Piccole Donne vive quindi di un ritmo ben diverso, con una Greta Gerwig sceneggiatrice e regista capace di scandire con eleganza gli stacchi temporali del racconto sia in scrittura che in regia, comunicando molto bene i due momenti.
Piccole Donne assume quindi una densità narrativa molto moderna pur non perdendo l’essenza del romanzo originale, anzi, rispettandola a pieno e colpendo lo spettatore con dei dialoghi ben misurati all'energia dell'interpretazione dei personaggi.
[L'interpretazione di Jo offerta dalla Ronan è davvero prorompente e solleva molti contrasti nello spettatore dando davvero vita al suo carattere]
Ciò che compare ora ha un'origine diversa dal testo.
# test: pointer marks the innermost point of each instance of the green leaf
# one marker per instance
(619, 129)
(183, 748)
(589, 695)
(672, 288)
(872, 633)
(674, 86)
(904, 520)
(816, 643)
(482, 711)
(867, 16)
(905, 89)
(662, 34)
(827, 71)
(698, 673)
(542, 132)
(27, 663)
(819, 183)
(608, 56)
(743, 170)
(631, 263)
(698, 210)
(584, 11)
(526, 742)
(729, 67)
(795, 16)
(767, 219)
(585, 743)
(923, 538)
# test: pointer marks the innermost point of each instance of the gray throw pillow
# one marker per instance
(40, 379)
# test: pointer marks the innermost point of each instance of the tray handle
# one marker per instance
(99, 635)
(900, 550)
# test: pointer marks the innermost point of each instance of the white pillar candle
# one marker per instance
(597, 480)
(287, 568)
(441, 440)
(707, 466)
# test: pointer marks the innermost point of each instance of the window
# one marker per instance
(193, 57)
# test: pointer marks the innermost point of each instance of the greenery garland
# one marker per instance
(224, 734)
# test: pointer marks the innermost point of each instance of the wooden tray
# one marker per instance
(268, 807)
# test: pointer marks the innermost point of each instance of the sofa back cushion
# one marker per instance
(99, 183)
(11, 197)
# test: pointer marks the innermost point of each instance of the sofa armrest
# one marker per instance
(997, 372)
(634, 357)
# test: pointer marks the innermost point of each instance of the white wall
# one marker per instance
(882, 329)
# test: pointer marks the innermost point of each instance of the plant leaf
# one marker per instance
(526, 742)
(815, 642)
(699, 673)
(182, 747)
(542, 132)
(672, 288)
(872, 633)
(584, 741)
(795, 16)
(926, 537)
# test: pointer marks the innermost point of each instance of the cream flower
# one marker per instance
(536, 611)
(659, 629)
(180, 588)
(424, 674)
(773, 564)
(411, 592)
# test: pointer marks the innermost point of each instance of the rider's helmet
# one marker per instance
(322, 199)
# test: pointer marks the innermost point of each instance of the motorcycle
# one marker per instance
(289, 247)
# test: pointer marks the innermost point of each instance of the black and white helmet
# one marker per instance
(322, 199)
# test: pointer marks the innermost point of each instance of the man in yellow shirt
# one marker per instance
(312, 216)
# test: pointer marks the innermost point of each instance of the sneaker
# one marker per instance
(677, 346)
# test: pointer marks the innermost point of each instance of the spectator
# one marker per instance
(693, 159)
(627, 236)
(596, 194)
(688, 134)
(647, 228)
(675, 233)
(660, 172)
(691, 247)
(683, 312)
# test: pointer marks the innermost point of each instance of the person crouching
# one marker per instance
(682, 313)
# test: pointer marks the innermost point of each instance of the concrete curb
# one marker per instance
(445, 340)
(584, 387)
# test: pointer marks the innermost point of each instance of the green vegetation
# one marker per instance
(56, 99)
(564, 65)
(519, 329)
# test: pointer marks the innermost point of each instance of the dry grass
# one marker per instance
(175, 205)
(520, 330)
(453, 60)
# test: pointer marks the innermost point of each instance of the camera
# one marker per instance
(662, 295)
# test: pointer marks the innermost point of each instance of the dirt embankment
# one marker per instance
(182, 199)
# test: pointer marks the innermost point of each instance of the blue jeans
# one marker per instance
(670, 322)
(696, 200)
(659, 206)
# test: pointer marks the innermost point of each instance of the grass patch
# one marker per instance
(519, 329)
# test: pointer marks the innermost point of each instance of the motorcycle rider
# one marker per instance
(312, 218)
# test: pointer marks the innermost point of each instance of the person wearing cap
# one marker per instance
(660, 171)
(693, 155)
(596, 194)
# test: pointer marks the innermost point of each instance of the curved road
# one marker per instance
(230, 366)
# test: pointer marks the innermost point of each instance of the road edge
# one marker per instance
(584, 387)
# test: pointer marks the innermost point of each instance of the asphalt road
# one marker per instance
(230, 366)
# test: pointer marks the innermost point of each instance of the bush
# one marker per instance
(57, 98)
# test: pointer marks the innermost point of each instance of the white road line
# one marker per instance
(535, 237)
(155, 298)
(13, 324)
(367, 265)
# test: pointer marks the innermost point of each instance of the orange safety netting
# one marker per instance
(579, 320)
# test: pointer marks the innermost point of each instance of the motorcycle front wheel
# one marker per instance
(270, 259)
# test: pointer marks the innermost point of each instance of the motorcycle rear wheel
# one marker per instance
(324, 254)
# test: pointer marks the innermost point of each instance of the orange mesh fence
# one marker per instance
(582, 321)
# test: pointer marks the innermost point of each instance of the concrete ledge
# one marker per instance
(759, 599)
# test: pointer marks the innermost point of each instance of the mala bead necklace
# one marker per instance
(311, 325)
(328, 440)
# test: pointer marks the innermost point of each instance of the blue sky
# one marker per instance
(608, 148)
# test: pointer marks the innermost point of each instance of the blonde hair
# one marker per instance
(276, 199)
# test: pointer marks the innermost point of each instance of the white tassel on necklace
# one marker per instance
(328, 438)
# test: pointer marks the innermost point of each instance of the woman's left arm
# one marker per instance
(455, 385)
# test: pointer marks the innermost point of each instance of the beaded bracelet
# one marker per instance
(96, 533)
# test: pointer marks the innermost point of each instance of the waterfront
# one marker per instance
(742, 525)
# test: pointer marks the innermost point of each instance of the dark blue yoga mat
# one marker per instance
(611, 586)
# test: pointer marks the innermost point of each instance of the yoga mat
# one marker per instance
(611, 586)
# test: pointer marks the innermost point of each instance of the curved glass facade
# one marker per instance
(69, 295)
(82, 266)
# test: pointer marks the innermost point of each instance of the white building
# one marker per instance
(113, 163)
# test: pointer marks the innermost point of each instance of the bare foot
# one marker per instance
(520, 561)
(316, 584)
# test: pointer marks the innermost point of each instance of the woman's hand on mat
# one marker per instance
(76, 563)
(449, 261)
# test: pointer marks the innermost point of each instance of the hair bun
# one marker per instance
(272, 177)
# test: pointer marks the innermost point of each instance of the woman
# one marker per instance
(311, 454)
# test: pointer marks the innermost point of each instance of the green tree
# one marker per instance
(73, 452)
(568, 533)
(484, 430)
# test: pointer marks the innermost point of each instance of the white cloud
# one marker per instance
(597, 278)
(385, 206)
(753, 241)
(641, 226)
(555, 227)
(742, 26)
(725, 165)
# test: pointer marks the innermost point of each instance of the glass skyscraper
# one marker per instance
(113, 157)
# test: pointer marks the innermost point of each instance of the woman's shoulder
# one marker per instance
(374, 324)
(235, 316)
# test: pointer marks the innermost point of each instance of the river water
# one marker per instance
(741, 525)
La Gerwig, così facendo, scongiura il pericolo di una pedissequa trasposizione e ci evita l’imbarazzo di assistere a scene tanto portanti per la morale della storia quanto troppo fuori dal tempo, regalandoci un dramma agrodolce e umano fruibile nella concezione dei ritmi del racconto moderno.
Il modo in cui la Gerwig usa saggiamente i collegamenti tra passato e presente della vicenda, è fondamentale per costruire una serie di parallelismi riguardo i significati di Piccole Donne, incarnati dai diversi momenti della loro crescita, sottolineando con un accento più efficace i contrasti e le idiosincrasie dei caratteri così diversi nell’affrontare le similari sfide della loro vita.
Ogni personaggio ha una identità ben costruita e raccontata e Jo diventa sì catalizzatore e occhio sulla storia delle Donne March, ma non succhia mai la luce.
Anzi, proprio grazie a un espediente, non nuovo, utilizzato dalla Gerwig per dare voce alla corrispondenza di Jo e dei personaggi coinvolti nella storia di Piccole Donne, abbiamo anche occasione di trovare una buona chiave utile a giustificare l’occhio utilizzato da Jo nell’adattare la vicenda romanzata, giustificando di rimbalzo gli escamotage della regista nello spezzare la linea temporale degli eventi.
Piccole Donne diventa quindi un film incredibilmente energico e che con gli stessi segni autoriali di Lady Bird ci porta un racconto umano accorato e coinvolgente, portato a schermo attraverso una regia fluida e mai impostata.
[Quanto è bravo Timothée Chalamet? ...non lo so, ditemelo voi: in tutta franchezza credo sia oscurato dal cast femminile, molto più potente nella recitazione]
Le Piccole Donne March hanno fervore, sono un club esclusivo al quale abbiamo accesso grazie al racconto di Jo e che finisce con l'affascinarci.
La Gerwig si dimostra anche all’altezza della direzione di un cast omogeneo diviso tra giovani star e attori affermati come Laura Dern, Meryl Streep e Bob Odenkirk, segnando, salvo non stia scordando qualcosa, il film con il cast femminile più potente visto a schermo nel recente passato e molto più convincente di altre operazioni commerciali create appositamente.
Piccole Donne è indubbiamente una scommessa riuscita e credo che solo Greta Gerwig avrebbe potuto interpretare così bene un classico della letteratura mondiale, discostandosi da stilemi narrativi visti e rivisti per trasportarlo nel presente senza nuocere drasticamente al tessuto dell’opera originale.
Eppure, se volete lasciarmi spazio per una riflessione finale su Greta Gerwig, questo Piccole Donne sembra darci la cifra stilistica della regista e sceneggiatrice americana senza però dirci dove andrà da qui in avanti con il suo segno autoriale e cosa ne farà di questa sua voglia di scardinare le strutture precostituite e dare alle fiamme al dinamismo dei suoi caratteri.
Sarà forse il suo prossimo film a darci dimensione di chi è e chi vuole essere Greta Gerwig nel panorama del cinema hollywoodiano?